Ormai lo si è ripetuto fino alla noia: queste elezioni europee saranno le più importanti nella storia dell’Unione Europea, da quando nel 1979 il Parlamento di Strasburgo è stato eletto a suffragio universale diretto, oggi in un momento nel quale, per molti osservatori, si profilano scelte decisive per il futuro dell’UE, tra rischio di declino verso il passato di un’Europa delle nazioni o rimbalzo verso nuove dinamiche di integrazione, a seconda che prevalgano le forze di destra nel caso venga confermata una maggioranza politica a trazione federale.
Sono considerazioni largamente condivisibili, bisogna provare a capire perché e provare a far emergere come si muovono i giocatori nella partita in corso.
Questa si colloca a più livelli: da quello riferito al quadro politico nazionale, per misurare la distribuzione del consenso domestico al livello europeo, in riferimento tanto alla mappa politica del nuovo Parlamento che alla nuova configurazione dei futuri Vertici dell’UE.
Tralasciamo il livello locale, esposto comunque a qualche scossone politico, che già troppo ha distratto i cittadini elettori dalla vera posta in gioco, quella che ha il suo perno tra Strasburgo e Bruxelles: al Parlamento europeo dove si aspetta di capire se potrà formarsi un’aggregazione stabile di una maggioranza politica e con quali alleanze; a Bruxelles per interrogarci su chi salirà sulla tolda di comando della futura Unione.
I sondaggi dell’ultima ora raccontano, per quel che valgono, di una significativa avanzata delle forze politiche di destra e di destra estrema, di una forte flessione di liberali e verdi e di una sostanziale tenuta dei popolari europei e dei socialisti: quanto basta per lasciare con il fiato sospeso sulla nuova maggioranza, non tanto per un ribaltone rispetto al passato quanto per una possibile curvatura a destra dei popolari nella maggioranza tradizionale, sempre che questa tenga.
La prospettiva sarebbe quella di una maggioranza ad alta instabilità, relativamente fluida al momento del voto, con una geometria variabile a seconda dei temi all’ordine del giorno, come già avvenuto in passato.
Un quadro politico del genere non potrà che impattare, all’indomani del voto, sulla designazione dei candidati alle presidenze della Commissione e del Consiglio europeo da parte dei 27 Capi di Stato e di governo, chiamati a decidere a maggioranza.
Se da una parte questi grandi elettori – più potenti in questa fase di noi cittadini-elettori – dovranno “tenere conto” dell’esito elettorale, dall’altra non vi sono vincolati e potrebbero avere un più ampio margine di manovra nel concordare i futuri vertici delle Istituzioni UE, giocando sulla probabile frammentazione politica del nuovo Parlamento, cui spetterà in un secondo tempo l’approvazione della candidatura alla presidenza della Commissione.

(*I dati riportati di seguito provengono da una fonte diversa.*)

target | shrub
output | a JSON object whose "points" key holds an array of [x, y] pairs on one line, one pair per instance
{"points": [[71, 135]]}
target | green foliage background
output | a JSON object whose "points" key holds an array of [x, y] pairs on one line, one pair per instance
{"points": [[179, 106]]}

C’è da aspettarsi che a condurre i giochi possa essere ancora una volta la coppia franco-tedesca, quella che si inventò, nel 2019 a sorpresa, Ursula von der Leyen, ma allora alla Cancelleria c’era Angela Merkel e Emmanuel Macron era in migliore salute politica di oggi, cosa che gli consentì anche di piazzare Christine Lagarde alla presidenza della Banca centrale europea fino al 2027. Adesso la coppia franco-tedesca arriva all’appuntamento con entrambi i partner indeboliti e tra loro in crescente tensione e altri sono pronti a sedersi al tavolo a “dare le carte”, come l’Italia, la Spagna e la Polonia, senza contare il nervosismo dei Paesi dell’est.
A questo punto i giochi si fanno complicati, al punto da non escludere il ricorso a un possibile “presidente straniero”, per almeno una delle due Istituzioni, forse anche per la Commissione, dove la candidatura per un nuovo mandato di Ursula von der Leyen si è indebolita negli ultimi tempi.
Sembra tutto questo un esercizio fragile di previsione e in effetti lo è, senza però dimenticare che a giugno da queste poste in gioco, tanto al Parlamento che al Consiglio europeo, dipende il futuro dell’Unione e il nostro.